## Overview

This project aims to develop a QC application for pattern recognition of charged particles in HEP experiments, typically one of the most challenging and resource-demanding techniques in hadron collider experiments. The situation is expected to get significantly worse due to an explosive growth of combinatorial background in the High Luminosity-LHC, where the collision rate will be an order of magnitude higher than where we are now. In this project, we are collaborating with the HEP.QPR project at Lawrence Berkeley National Laboratory (LBNL).

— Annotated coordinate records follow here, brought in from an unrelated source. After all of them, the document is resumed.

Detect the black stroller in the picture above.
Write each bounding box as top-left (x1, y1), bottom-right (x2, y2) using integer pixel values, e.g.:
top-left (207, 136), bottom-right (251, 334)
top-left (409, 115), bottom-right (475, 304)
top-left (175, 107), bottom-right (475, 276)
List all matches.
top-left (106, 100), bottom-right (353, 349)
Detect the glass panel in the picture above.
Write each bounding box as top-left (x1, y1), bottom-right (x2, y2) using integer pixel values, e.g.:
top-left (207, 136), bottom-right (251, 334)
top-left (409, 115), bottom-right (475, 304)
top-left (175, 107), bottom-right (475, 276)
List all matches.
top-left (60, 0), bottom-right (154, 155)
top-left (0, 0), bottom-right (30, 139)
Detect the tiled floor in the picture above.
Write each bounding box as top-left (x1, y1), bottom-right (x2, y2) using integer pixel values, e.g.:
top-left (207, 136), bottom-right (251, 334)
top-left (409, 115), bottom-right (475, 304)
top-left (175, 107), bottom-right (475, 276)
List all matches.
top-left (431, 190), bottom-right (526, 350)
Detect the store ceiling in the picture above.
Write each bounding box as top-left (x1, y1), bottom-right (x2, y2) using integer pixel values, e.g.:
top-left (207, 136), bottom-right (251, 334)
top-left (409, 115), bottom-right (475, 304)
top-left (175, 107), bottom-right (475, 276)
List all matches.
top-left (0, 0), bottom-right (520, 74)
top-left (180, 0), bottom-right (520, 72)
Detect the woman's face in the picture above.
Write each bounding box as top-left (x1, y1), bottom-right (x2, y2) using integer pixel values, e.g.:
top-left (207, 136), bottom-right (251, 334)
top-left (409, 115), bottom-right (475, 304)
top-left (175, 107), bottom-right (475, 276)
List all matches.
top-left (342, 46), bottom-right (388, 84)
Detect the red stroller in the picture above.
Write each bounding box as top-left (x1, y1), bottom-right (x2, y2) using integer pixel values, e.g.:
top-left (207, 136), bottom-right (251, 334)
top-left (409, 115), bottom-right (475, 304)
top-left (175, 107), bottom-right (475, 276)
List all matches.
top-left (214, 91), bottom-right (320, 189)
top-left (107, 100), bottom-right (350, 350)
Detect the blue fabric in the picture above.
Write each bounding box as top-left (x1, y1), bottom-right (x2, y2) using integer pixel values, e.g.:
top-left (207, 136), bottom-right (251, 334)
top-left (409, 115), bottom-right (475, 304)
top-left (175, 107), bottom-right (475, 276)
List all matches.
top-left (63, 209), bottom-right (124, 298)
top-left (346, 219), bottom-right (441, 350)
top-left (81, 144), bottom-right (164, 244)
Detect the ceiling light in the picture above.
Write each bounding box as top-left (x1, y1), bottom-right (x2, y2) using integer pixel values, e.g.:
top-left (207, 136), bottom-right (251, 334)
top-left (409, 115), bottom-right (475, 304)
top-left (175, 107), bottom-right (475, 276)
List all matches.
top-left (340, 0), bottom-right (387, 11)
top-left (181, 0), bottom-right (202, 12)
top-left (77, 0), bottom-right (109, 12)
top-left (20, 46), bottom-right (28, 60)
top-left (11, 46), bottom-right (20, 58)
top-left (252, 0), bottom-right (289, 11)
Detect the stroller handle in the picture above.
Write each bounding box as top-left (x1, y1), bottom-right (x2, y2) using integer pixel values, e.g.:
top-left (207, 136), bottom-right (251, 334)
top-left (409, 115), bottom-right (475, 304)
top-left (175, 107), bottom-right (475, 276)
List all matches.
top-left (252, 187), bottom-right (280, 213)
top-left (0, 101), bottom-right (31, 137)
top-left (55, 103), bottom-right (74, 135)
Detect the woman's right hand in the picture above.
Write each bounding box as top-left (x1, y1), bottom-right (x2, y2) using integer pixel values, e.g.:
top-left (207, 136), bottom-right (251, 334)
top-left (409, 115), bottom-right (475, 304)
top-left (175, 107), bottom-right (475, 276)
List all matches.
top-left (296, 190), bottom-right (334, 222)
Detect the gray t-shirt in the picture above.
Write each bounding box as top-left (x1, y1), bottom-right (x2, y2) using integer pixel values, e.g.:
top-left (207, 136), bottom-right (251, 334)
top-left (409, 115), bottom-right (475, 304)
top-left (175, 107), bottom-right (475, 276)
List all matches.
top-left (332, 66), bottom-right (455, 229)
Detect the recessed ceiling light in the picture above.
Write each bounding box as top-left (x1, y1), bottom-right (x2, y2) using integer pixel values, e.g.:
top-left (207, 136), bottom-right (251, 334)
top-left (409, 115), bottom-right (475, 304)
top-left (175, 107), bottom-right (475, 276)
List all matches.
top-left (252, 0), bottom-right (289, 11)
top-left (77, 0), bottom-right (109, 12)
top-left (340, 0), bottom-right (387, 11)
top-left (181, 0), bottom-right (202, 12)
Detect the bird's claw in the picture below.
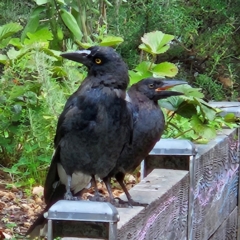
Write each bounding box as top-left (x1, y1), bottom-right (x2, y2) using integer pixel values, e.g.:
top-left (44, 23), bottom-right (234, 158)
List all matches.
top-left (64, 192), bottom-right (80, 201)
top-left (88, 194), bottom-right (107, 202)
top-left (114, 197), bottom-right (148, 207)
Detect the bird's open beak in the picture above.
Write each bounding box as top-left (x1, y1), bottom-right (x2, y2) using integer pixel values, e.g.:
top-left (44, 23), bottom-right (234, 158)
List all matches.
top-left (60, 50), bottom-right (91, 67)
top-left (155, 80), bottom-right (187, 98)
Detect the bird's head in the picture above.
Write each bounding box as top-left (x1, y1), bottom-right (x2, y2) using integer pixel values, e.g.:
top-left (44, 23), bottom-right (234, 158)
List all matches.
top-left (133, 78), bottom-right (187, 101)
top-left (61, 46), bottom-right (129, 90)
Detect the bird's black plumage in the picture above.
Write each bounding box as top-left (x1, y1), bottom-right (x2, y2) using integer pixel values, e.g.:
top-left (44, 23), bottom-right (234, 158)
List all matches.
top-left (28, 46), bottom-right (133, 237)
top-left (108, 78), bottom-right (186, 205)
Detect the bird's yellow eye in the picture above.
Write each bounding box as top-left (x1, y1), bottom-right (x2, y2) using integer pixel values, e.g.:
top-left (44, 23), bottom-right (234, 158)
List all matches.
top-left (95, 58), bottom-right (102, 64)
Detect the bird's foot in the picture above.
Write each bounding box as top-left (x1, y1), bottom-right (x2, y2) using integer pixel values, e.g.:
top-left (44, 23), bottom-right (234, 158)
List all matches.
top-left (114, 197), bottom-right (148, 207)
top-left (109, 198), bottom-right (132, 208)
top-left (64, 192), bottom-right (80, 201)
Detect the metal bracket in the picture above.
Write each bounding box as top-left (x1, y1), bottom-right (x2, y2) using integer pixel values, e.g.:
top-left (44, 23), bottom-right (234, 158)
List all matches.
top-left (141, 139), bottom-right (197, 239)
top-left (47, 200), bottom-right (120, 240)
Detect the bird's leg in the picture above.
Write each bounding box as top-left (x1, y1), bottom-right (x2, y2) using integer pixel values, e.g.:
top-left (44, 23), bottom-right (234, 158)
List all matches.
top-left (115, 172), bottom-right (148, 207)
top-left (64, 175), bottom-right (78, 200)
top-left (103, 177), bottom-right (115, 202)
top-left (89, 175), bottom-right (106, 202)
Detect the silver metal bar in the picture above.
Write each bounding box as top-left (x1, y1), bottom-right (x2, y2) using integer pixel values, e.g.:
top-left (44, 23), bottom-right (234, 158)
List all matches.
top-left (108, 222), bottom-right (117, 240)
top-left (187, 155), bottom-right (196, 240)
top-left (47, 219), bottom-right (53, 240)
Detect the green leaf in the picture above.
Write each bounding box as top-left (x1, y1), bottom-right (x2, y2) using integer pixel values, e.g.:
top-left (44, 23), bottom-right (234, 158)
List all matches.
top-left (129, 61), bottom-right (152, 84)
top-left (139, 31), bottom-right (174, 55)
top-left (9, 38), bottom-right (23, 49)
top-left (0, 23), bottom-right (22, 41)
top-left (191, 115), bottom-right (216, 140)
top-left (224, 113), bottom-right (236, 122)
top-left (76, 40), bottom-right (94, 49)
top-left (158, 96), bottom-right (184, 111)
top-left (60, 8), bottom-right (83, 40)
top-left (21, 6), bottom-right (46, 42)
top-left (34, 0), bottom-right (49, 6)
top-left (176, 101), bottom-right (197, 118)
top-left (194, 98), bottom-right (217, 121)
top-left (152, 62), bottom-right (178, 77)
top-left (57, 0), bottom-right (67, 5)
top-left (0, 54), bottom-right (8, 64)
top-left (128, 70), bottom-right (152, 85)
top-left (7, 47), bottom-right (21, 60)
top-left (99, 36), bottom-right (124, 46)
top-left (171, 84), bottom-right (204, 98)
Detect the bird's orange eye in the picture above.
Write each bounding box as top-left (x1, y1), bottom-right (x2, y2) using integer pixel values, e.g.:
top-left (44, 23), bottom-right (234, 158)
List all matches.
top-left (95, 58), bottom-right (102, 64)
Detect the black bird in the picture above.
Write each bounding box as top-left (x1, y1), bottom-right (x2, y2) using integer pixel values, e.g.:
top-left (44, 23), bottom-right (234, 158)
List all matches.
top-left (105, 78), bottom-right (186, 205)
top-left (27, 46), bottom-right (133, 237)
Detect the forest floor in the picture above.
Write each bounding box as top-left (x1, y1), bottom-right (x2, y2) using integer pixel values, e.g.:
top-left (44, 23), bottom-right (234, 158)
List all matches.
top-left (0, 169), bottom-right (136, 240)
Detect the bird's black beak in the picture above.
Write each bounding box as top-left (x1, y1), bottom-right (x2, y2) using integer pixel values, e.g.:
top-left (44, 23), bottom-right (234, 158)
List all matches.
top-left (155, 80), bottom-right (187, 98)
top-left (60, 50), bottom-right (91, 67)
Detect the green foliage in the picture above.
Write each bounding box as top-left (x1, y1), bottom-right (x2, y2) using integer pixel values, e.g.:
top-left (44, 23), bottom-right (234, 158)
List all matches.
top-left (0, 45), bottom-right (82, 187)
top-left (129, 31), bottom-right (178, 83)
top-left (159, 85), bottom-right (237, 143)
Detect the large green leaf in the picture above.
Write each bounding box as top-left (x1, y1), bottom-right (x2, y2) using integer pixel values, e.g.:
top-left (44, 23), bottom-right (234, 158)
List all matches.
top-left (0, 54), bottom-right (8, 64)
top-left (7, 47), bottom-right (21, 60)
top-left (176, 101), bottom-right (197, 118)
top-left (60, 8), bottom-right (83, 40)
top-left (9, 38), bottom-right (23, 49)
top-left (139, 31), bottom-right (174, 54)
top-left (171, 84), bottom-right (204, 98)
top-left (128, 70), bottom-right (152, 85)
top-left (194, 97), bottom-right (217, 121)
top-left (34, 0), bottom-right (50, 5)
top-left (99, 36), bottom-right (124, 46)
top-left (191, 115), bottom-right (216, 140)
top-left (21, 6), bottom-right (46, 42)
top-left (0, 23), bottom-right (22, 41)
top-left (24, 28), bottom-right (53, 45)
top-left (151, 62), bottom-right (178, 77)
top-left (129, 61), bottom-right (152, 84)
top-left (159, 96), bottom-right (184, 111)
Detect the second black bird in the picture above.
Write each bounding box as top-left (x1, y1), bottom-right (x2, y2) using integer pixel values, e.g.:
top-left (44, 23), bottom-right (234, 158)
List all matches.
top-left (105, 78), bottom-right (186, 205)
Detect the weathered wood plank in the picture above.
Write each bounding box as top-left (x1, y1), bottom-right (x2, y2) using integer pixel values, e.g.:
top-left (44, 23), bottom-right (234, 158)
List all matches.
top-left (118, 169), bottom-right (189, 240)
top-left (209, 207), bottom-right (238, 240)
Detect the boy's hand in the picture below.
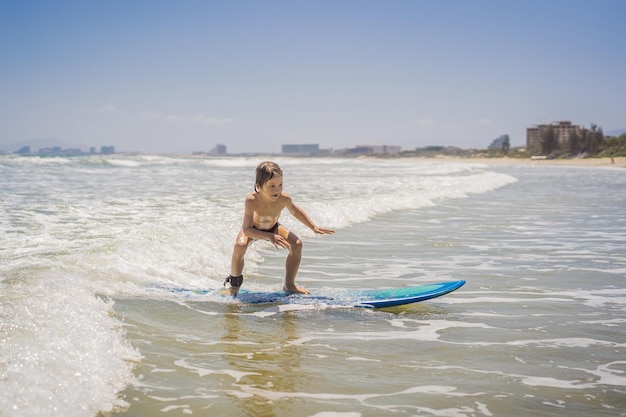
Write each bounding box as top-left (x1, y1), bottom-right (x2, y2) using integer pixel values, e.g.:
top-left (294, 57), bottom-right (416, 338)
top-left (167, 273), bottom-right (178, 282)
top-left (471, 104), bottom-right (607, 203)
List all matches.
top-left (270, 235), bottom-right (291, 249)
top-left (313, 226), bottom-right (335, 235)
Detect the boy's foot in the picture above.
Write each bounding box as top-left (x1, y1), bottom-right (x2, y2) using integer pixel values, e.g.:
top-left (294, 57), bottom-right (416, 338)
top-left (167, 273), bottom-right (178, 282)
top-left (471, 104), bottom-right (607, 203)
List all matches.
top-left (222, 287), bottom-right (239, 297)
top-left (283, 285), bottom-right (311, 294)
top-left (222, 275), bottom-right (243, 297)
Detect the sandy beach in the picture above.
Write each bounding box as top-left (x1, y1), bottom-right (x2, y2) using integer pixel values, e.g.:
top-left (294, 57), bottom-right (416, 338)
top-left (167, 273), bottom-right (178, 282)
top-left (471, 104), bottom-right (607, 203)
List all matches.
top-left (435, 156), bottom-right (626, 168)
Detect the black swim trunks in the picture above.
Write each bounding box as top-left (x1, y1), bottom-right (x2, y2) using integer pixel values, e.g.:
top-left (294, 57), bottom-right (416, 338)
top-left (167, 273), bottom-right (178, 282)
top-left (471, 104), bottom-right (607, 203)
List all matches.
top-left (252, 222), bottom-right (280, 234)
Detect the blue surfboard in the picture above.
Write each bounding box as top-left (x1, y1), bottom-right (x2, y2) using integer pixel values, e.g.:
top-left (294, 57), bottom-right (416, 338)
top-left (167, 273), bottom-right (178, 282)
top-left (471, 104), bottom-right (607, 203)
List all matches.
top-left (172, 280), bottom-right (465, 308)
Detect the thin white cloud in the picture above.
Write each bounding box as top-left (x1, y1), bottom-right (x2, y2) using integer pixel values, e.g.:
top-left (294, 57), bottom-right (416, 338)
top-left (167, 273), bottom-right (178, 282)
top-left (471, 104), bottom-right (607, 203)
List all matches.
top-left (139, 111), bottom-right (161, 120)
top-left (138, 111), bottom-right (235, 126)
top-left (82, 103), bottom-right (122, 113)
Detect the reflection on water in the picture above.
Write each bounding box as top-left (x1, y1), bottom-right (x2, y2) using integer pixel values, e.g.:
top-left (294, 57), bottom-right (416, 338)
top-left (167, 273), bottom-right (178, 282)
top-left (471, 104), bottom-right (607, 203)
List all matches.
top-left (113, 299), bottom-right (308, 416)
top-left (221, 306), bottom-right (307, 416)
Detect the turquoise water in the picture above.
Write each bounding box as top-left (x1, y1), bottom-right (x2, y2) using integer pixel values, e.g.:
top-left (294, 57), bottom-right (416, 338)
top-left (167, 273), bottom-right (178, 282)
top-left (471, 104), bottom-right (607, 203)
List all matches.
top-left (0, 155), bottom-right (626, 417)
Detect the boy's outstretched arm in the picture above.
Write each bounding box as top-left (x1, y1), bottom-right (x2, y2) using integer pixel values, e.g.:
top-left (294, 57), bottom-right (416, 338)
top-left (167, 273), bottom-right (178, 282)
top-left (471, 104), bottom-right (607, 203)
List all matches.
top-left (287, 198), bottom-right (335, 235)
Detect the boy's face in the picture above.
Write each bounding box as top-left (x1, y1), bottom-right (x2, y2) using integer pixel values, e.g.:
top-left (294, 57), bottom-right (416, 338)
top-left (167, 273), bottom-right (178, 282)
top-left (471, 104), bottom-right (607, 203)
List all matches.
top-left (261, 176), bottom-right (283, 201)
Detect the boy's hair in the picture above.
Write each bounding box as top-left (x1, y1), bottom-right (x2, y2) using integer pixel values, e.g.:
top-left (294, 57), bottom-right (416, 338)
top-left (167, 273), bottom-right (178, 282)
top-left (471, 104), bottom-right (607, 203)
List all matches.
top-left (254, 161), bottom-right (283, 191)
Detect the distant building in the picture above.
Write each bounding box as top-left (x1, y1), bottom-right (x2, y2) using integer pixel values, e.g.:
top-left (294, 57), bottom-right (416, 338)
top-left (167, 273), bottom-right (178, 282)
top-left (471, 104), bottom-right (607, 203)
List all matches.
top-left (354, 145), bottom-right (402, 154)
top-left (526, 120), bottom-right (583, 148)
top-left (209, 143), bottom-right (226, 155)
top-left (487, 135), bottom-right (511, 149)
top-left (282, 143), bottom-right (320, 155)
top-left (13, 146), bottom-right (30, 155)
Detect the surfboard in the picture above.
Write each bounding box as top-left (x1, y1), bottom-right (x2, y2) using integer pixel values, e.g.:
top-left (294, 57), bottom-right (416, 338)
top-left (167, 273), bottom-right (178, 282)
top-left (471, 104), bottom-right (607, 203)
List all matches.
top-left (173, 280), bottom-right (465, 308)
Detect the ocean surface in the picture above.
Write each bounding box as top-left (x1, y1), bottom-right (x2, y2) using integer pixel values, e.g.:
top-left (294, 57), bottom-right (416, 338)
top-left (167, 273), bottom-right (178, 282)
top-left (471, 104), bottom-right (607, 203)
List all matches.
top-left (0, 155), bottom-right (626, 417)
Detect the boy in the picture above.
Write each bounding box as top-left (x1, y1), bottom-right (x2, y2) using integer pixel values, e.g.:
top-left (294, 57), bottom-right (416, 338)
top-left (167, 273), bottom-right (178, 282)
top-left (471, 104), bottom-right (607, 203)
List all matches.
top-left (224, 161), bottom-right (335, 297)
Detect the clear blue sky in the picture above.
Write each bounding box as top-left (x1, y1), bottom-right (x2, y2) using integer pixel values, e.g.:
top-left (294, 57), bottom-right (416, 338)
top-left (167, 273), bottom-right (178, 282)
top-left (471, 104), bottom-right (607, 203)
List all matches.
top-left (0, 0), bottom-right (626, 153)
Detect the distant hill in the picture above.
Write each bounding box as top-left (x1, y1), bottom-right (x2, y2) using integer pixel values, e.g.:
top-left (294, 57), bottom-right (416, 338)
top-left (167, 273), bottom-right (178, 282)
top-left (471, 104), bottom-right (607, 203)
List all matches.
top-left (604, 129), bottom-right (626, 136)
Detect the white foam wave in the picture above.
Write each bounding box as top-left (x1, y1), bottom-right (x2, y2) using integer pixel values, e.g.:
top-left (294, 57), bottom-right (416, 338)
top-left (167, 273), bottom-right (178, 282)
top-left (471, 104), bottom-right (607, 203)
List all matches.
top-left (0, 275), bottom-right (139, 417)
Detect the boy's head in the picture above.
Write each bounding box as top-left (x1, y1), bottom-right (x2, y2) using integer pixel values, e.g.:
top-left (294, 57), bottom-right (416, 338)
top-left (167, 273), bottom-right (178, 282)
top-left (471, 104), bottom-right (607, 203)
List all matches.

Charged particle tracking is a problem to identify a series of detector hits originating from charged particles produced in high-energy collisions. In the HEP.QPR project, detector hits are arranged into segments of 3 consecutive detector layer hits, called triplets. The quantum pattern recognition algorithm formulates particle tracking as a quadratic unconstrained binary optimization (QUBO), where each triplet is assigned to a qubit and the coupling strength between qubits is defined based on the spatial distributions of the triplet pair with respect to a single charged particle trajectory. Correct combinations of triplets are then selected by minimizing the QUBO hamiltonian.

## Research

We consider an alternative approach to solve the same problem by minimizing the hamiltonian using VQA, for example, a quantum-classical hybrid algorithm with Variational Quantum Eigensolver (VQE). This approach allows one to tackle the tracking using a gate-based quantum computer, though the limited number of qubits in the present gate-based NISQ machine will require further development.